Misfolding and ER Stress
Another tendency the HLA-B27 heavy chains have is to misfold in the ER [79,80,81,82]. HLA-B27 misfolding within the endoplasmic reticulum, and the accumulation of misfolded B27 heavy chains, results in a process known as ER-associated degradation (ERAD) that degrades misfolded HLA-B27 heavy chains, similar to what occurs with HLA class I heavy chains produced in the absence of β2-microglobulin or TAP (where misfolding in the ER is more likely to occur). Misfolding activates XBP1 splicing and leads to the upregulation or activation of pro-inflammatory unfolded protein response (UPR) transcription factors (e.g., XBP1s, ATF4, and ATF6α) and downstream target genes including BiP and CHOP (reviewed in [3]). It also exhibits prolonged interactions with misfolded proteins, preventing premature exit from the ER. However, correction of the HLA-B27 folding defect and the UPR in B27 transgenic rats did not affect the presence or severity of the peripheral or axial arthritis, although beneficial effect on the colitis was seen [83].The UPR intersects with innate immune signaling pathways to synergistically upregulate IFN-β and IL-23 and to promote expression of other cytokines in response to toll-like receptor (TLR) agonists.

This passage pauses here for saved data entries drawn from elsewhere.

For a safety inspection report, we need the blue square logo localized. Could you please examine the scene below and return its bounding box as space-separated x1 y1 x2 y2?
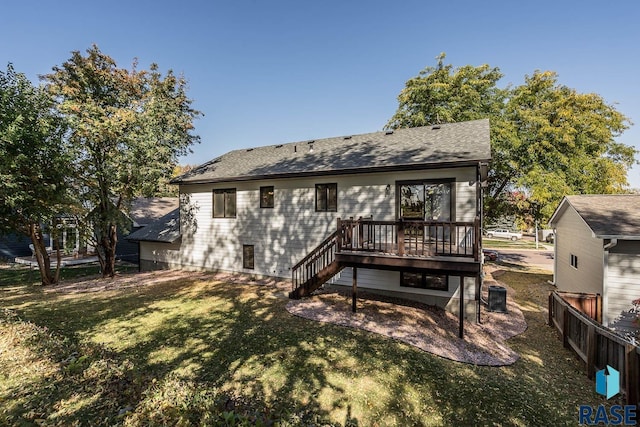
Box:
595 365 620 400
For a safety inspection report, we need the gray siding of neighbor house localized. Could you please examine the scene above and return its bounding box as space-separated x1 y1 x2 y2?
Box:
139 166 480 316
116 225 141 263
554 205 604 295
0 233 32 260
606 246 640 329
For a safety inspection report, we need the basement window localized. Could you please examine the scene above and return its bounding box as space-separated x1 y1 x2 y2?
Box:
400 272 448 291
243 245 254 269
570 254 578 269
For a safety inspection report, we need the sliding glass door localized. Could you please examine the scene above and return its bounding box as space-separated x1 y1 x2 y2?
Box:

Another mechanism to eliminate misfolded peptides is by autophagy , a process where cells move unwanted material into vesicles for transport to lysosomes where degradation occurs. Self-association is a unique property of the HLA-B27 molecule. A recent study blocking autophagy flux with bafilomycin resulted in the accumulation of misfolded HLA-B27 dimers and oligomers as well as monomers, which was comparable with the results of blocking endoplasmic reticulum-associated degradation (ERAD) with the proteasome inhibitor bortezomib. HLA-B7 monomers also accumulated after blocking each degradation pathway. Activation of autophagy with rapamycin rapidly eliminated ~50% of misfolded HLA-B27, while folded HLA-B27 or HLA-B7 monomeric heavy chains were minimally affected [84]. This also suggested that manipulation of the autophagy pathway should be further investigated as a potential therapeutic target in spondyloarthritis.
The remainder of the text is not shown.